Premier Kiril Petkov, who won November elections promising “zero tolerance for corruption,” provided a list of 19 people he said “are potentially involved in wrongful activities” along with investigative media reports outlining alleged misdeeds. 

Petkov was summoned as a witness on Wednesday after he accused Chief Prosecutor Ivan Geshev for not doing enough to look into high-profile crimes. They include financial and other infractions over the past decade that media have often covered with significant detail but that remain unsolved.

“Neither Bulgarian society nor the Bulgarian government is happy with the results that the prosecutor’s office has achieved,” Petkov told reporters after the meeting.

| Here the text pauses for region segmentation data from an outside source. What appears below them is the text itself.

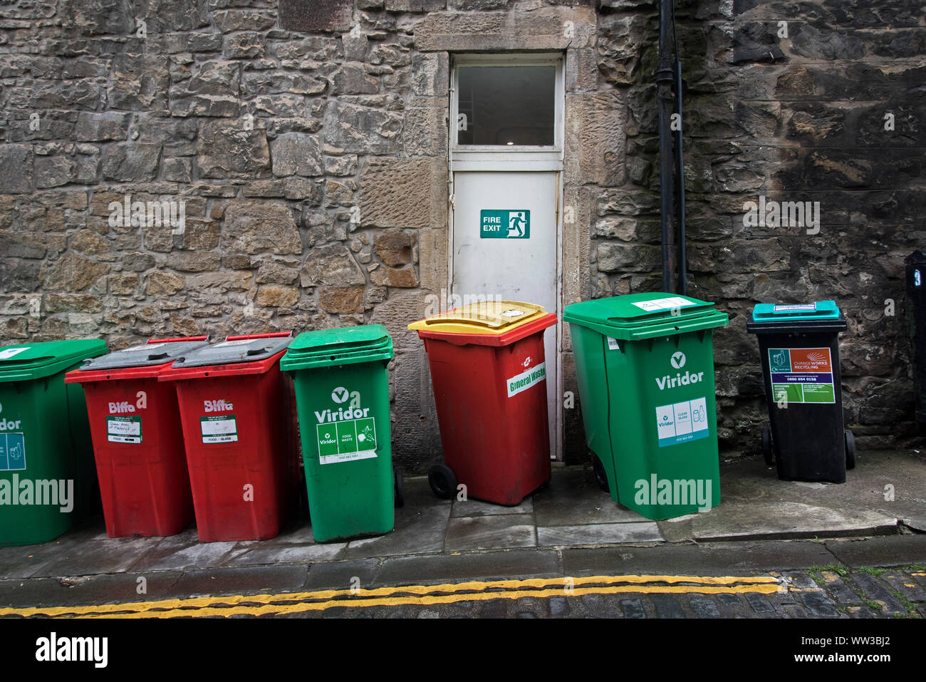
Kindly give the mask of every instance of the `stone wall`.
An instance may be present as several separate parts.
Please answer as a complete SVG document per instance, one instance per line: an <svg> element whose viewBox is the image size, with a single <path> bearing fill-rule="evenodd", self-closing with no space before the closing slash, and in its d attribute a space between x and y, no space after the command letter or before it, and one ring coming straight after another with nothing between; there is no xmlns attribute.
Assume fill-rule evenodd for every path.
<svg viewBox="0 0 926 682"><path fill-rule="evenodd" d="M756 451L766 406L757 302L835 299L859 448L916 435L904 258L922 246L926 31L919 0L678 3L686 81L689 294L718 301L721 455ZM626 180L592 225L593 297L658 289L652 3L604 0L599 69L628 107ZM890 115L890 116L888 116ZM816 226L754 226L745 202L820 202Z"/></svg>
<svg viewBox="0 0 926 682"><path fill-rule="evenodd" d="M849 321L847 421L861 447L893 445L913 433L902 259L923 234L919 2L679 5L690 294L732 317L715 343L724 454L755 451L765 419L745 315L823 297ZM0 339L121 347L381 322L394 452L420 471L440 443L405 327L446 282L448 53L567 55L570 302L660 285L657 31L640 0L4 3ZM820 232L745 226L760 194L820 201ZM181 225L131 220L133 202L162 201L182 205ZM574 390L568 338L565 358Z"/></svg>

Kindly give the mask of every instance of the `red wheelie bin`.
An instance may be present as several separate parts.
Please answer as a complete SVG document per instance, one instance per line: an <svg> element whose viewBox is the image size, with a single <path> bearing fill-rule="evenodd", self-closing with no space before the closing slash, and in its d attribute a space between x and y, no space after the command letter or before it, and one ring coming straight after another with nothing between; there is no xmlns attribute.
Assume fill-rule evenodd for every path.
<svg viewBox="0 0 926 682"><path fill-rule="evenodd" d="M106 535L171 536L193 522L177 394L157 377L208 336L151 339L65 374L81 384Z"/></svg>
<svg viewBox="0 0 926 682"><path fill-rule="evenodd" d="M263 540L286 522L299 484L291 333L229 336L173 363L201 542Z"/></svg>

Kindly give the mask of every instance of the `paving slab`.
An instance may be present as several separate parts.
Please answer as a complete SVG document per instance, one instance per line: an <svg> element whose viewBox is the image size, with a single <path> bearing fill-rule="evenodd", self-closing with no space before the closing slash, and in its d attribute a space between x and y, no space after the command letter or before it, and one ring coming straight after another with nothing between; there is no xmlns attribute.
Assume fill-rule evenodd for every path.
<svg viewBox="0 0 926 682"><path fill-rule="evenodd" d="M67 548L73 544L53 541L42 545L0 548L0 579L47 575L44 569L58 561Z"/></svg>
<svg viewBox="0 0 926 682"><path fill-rule="evenodd" d="M144 556L133 562L132 572L192 571L218 568L236 554L246 551L236 542L197 542L184 544L181 538L165 538Z"/></svg>
<svg viewBox="0 0 926 682"><path fill-rule="evenodd" d="M802 540L567 549L562 553L568 575L748 575L755 571L825 565L835 560L822 544Z"/></svg>
<svg viewBox="0 0 926 682"><path fill-rule="evenodd" d="M444 549L447 551L465 551L536 545L533 516L507 514L450 519Z"/></svg>
<svg viewBox="0 0 926 682"><path fill-rule="evenodd" d="M515 505L514 507L506 507L501 504L483 502L481 499L473 499L471 498L468 498L465 500L459 500L455 498L453 501L454 507L453 511L450 512L450 518L452 519L470 516L495 516L501 514L529 514L533 512L533 499L531 497L524 498L520 504Z"/></svg>
<svg viewBox="0 0 926 682"><path fill-rule="evenodd" d="M431 491L427 477L405 481L405 506L395 510L395 527L376 537L351 540L344 559L424 554L444 549L452 504Z"/></svg>
<svg viewBox="0 0 926 682"><path fill-rule="evenodd" d="M36 571L35 576L94 575L125 573L152 551L158 540L150 537L107 537L65 547L56 561ZM178 568L167 566L166 568Z"/></svg>
<svg viewBox="0 0 926 682"><path fill-rule="evenodd" d="M2 581L0 605L72 606L166 599L173 595L171 587L181 575L163 571L144 576L144 583L132 574ZM144 591L139 593L140 587Z"/></svg>
<svg viewBox="0 0 926 682"><path fill-rule="evenodd" d="M617 504L589 477L590 474L582 467L554 469L550 485L533 494L537 524L579 525L647 521L636 512Z"/></svg>
<svg viewBox="0 0 926 682"><path fill-rule="evenodd" d="M450 504L395 510L395 528L384 536L351 540L344 559L425 554L444 549Z"/></svg>
<svg viewBox="0 0 926 682"><path fill-rule="evenodd" d="M554 549L503 549L424 557L395 557L382 562L377 580L383 585L415 585L471 578L562 575Z"/></svg>
<svg viewBox="0 0 926 682"><path fill-rule="evenodd" d="M314 545L277 545L276 547L253 547L238 554L227 566L254 566L268 563L311 563L331 562L344 556L346 542Z"/></svg>
<svg viewBox="0 0 926 682"><path fill-rule="evenodd" d="M926 564L926 535L827 540L826 549L852 568Z"/></svg>
<svg viewBox="0 0 926 682"><path fill-rule="evenodd" d="M587 524L537 528L538 547L570 545L613 545L627 542L661 542L662 534L654 522L636 524Z"/></svg>
<svg viewBox="0 0 926 682"><path fill-rule="evenodd" d="M846 483L821 484L780 481L761 459L737 461L720 468L721 503L693 516L691 534L699 541L895 534L897 510L885 506L879 482L920 466L893 453L870 453Z"/></svg>
<svg viewBox="0 0 926 682"><path fill-rule="evenodd" d="M379 559L313 563L308 567L304 589L349 589L354 585L371 587L379 572Z"/></svg>
<svg viewBox="0 0 926 682"><path fill-rule="evenodd" d="M280 594L297 592L306 584L305 565L241 566L191 571L172 586L179 598L223 594Z"/></svg>

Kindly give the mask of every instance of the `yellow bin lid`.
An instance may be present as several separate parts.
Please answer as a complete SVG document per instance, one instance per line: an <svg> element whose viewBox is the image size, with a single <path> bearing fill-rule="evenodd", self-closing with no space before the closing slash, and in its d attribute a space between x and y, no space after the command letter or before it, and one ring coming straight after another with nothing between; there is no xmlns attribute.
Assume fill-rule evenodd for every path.
<svg viewBox="0 0 926 682"><path fill-rule="evenodd" d="M419 320L408 329L443 334L506 334L543 317L543 306L519 301L481 301Z"/></svg>

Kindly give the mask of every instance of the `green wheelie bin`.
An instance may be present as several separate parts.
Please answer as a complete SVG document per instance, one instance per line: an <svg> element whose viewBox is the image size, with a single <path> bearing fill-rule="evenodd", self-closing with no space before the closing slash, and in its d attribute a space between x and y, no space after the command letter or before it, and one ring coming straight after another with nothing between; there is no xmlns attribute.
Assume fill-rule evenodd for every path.
<svg viewBox="0 0 926 682"><path fill-rule="evenodd" d="M0 347L0 545L53 540L93 501L83 388L64 375L106 352L103 339Z"/></svg>
<svg viewBox="0 0 926 682"><path fill-rule="evenodd" d="M388 533L395 522L389 423L393 339L382 324L304 332L280 362L293 376L317 542Z"/></svg>
<svg viewBox="0 0 926 682"><path fill-rule="evenodd" d="M611 499L660 520L720 504L713 303L630 294L573 303L585 437Z"/></svg>

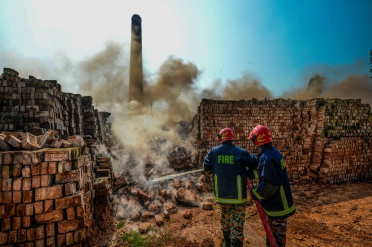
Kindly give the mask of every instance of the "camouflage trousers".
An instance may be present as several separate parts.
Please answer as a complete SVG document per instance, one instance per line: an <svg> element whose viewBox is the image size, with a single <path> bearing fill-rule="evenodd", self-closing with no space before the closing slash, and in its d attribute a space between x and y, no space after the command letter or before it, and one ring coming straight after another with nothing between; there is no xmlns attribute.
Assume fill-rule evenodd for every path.
<svg viewBox="0 0 372 247"><path fill-rule="evenodd" d="M278 247L286 247L286 240L287 233L287 218L286 219L271 219L268 218L267 220L272 231L272 233L276 240ZM266 237L266 246L270 247L269 239Z"/></svg>
<svg viewBox="0 0 372 247"><path fill-rule="evenodd" d="M243 241L244 221L246 218L246 204L239 205L220 205L221 208L221 228L222 231L231 232L231 240Z"/></svg>

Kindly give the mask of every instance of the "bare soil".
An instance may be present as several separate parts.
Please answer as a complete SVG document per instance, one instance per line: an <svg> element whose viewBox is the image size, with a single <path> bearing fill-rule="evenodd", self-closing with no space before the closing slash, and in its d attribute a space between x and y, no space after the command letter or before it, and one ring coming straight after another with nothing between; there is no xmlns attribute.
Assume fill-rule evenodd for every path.
<svg viewBox="0 0 372 247"><path fill-rule="evenodd" d="M292 184L297 212L288 220L288 246L362 246L372 243L372 182L349 182L337 185ZM184 219L182 212L191 209L192 218ZM97 212L96 212L97 213ZM127 220L117 229L118 222L103 212L96 214L96 225L90 246L130 246L120 236L137 230L141 221ZM153 226L144 236L157 236L149 246L218 246L222 242L220 211L217 205L212 210L178 207L164 225ZM265 232L253 201L246 212L244 246L265 246ZM149 238L150 239L150 238Z"/></svg>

Corruption, the lack of rule of law, and the intersection of organized crime with politics have for years plagued Bulgaria, hindering investment and economic growth and fueling a population exodus that has made the Balkan state one of the world’s fastest-shrinking countries.

Over the past 20 years, dozens of high-ranking political officials and businessmen have been investigated and charged for a wide array of crimes, including scores of contract killings, but none has gone to jail. The European Commission put Bulgaria under a special monitoring mechanism when it joined the bloc in 2007, and a lack of progress has kept Bulgaria out of the passport-free Schengen zone. 

Petkov’s election victory followed mass protests that started in 2020 in which Bulgarians called for Geshev and then-Prime Minister Boyko Borissov, who ran the country for more than a decade, to resign over alleged links with organized crime. Both Borissov and Geshev have repeatedly denied the accusations.

Among the people on Petkov’s list was Delyan Peevski, a lawmaker and former media mogul considered Bulgaria’s richest politician, who along with other officials and a billionaire gambling boss was sanctioned last year by the U.S. for corruption.

Peevski said Tuesday he has appealed the sanctions. In a statement, he said repeated inquiries into his activities have proved nothing because he had done “nothing wrong.”

Petkov has also urged Geshev to advance an inquiry over photos from Borissov’s bedroom published last year, showing gold bars and wads of cash along with a gun on his nightstand. Borissov, who has repeatedly said that the photos were a setup, was questioned by police last month. 

Petkov’s justice minister, Nadezhda Yordanova, said Tuesday she’ll start proceedings to request Geshev’s dismissal. But the decision depends on the country’s top judicial body, where a majority has repeatedly supported the top prosecutor. 

Geshev said the justice and interior ministries are “at war” with his office and he had “concerns for the rule of law.”

“I hope this is not some kind of personal political vendetta,” Geshev told the public BTA newswire on Tuesday.